Uzun bir aradan sonra tekrar bu yazıda güncel Makro İktisat konularına dönüyorum.
Malum, şu anda Hükümet ve Merkez Bankası’nın ortaklaşa yürüttüğü ve kendilerinin “dezenflasyon süreci” adı verdikleri bir politikalar demeti yürürlükte. Bu süreçte 2021 – 2023 yılları arasında uygulanan ve benim “seçim kazanmak için popülist politika” olarak tanımladığım kendilerinin de “heterodoks politikalar” olarak isimlendirdiği, Türk ekonomisinin bütün dengelerini bozan, üreteni berbat rantiyeyi abat eden politikaların bıraktığı enkazı kaldırmak ana hedef olmuştu. O yüzden gerçek anlamda bir sıkı para politikası uygulanması gecikti. 2024 Mart Yerel Seçimleri sonrasında gerçek anlamda sıkı para politikası başladı. Farklı kurum ve iktisatçıların tahminine göre sene sonu enflasyon yüzde 40-45 oranları arasına gerileyecek. Hal-i hazırda ise politika faizi yüzde 50’dir. Bunun üstüne ABD’de de bir faiz indirme süreci başladı. Sonuç olarak ekonomiden söz sahibi bazı lobiler ve çıkar grupları TCMB faiz indirsin diye baskı oluşturmaya başladılar. Bugün “Merkez Bankası faiz indirmeli mi?”, “Hangi şartlarda faiz indirimi yapılmalı?” ve “Faiz indirimini kim talep ediyor?” sorularını cevaplandırmak istiyorum. Ancak öncelikle 2023 Haziran’dan 2024 Eylül’üne geçen 15 ayda neler oldu, onları bir hatırlatayım…

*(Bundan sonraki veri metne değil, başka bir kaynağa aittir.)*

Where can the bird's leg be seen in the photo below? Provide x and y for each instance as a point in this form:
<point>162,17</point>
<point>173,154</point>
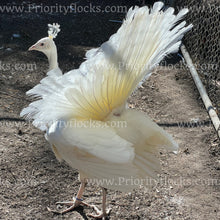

2023 HAZİRAN’DAN BU YANA “DEZENFLASYON SÜRECİ”
2023 Genel Seçimleri sonuçlandığı ve yeni Hükümet kurulduğunda iş başına gelen Sayın Şimşek’in kucağında bulduğu üç ateş topu vardı: Yüksek enflasyon, yönetmelikler ve tüzüklerle irrasyonel politikalara zorlanan bir bankacılık ve finans kesimi ve Merkez Bankası’nın devasa döviz açığı…Sayın Mehmet Şimşeğin koordinatörlüğünde ilk önce finans kesimi üzerinde zorla düşük faizle kredi verdirme amaçlı boğucu bürokratik baskıyı kırma ve mevzuatı sadeleştirme süreci başlatıldı. Bu arada ağır ağır Merkez Bankası faizi yükseltilmeye başlandı. Ekonomi yönetiminin dış finansal piyasalarda güveni arttırmak için seferberliğe girdiğini de gözlerimiz gördü. Sayın Şimşek, sanki Evliye Çelebi imiş gibi, başkent başkent, konferans konferans dünyayı dolaştı. Burada da amaç dışarıdan döviz girişi sağlamaktı. Ancak parasal sıkılaştırma diye adlandırılan süreç gerçek anlamda Mart 2024 seçimlerinden sonra hayata geçti. Burada Sayın Cumhurbaşkanı’nın “seçim öncesi ekonomiyi çok boğmamak istemesinin” de önemli olduğunu düşünüyorum.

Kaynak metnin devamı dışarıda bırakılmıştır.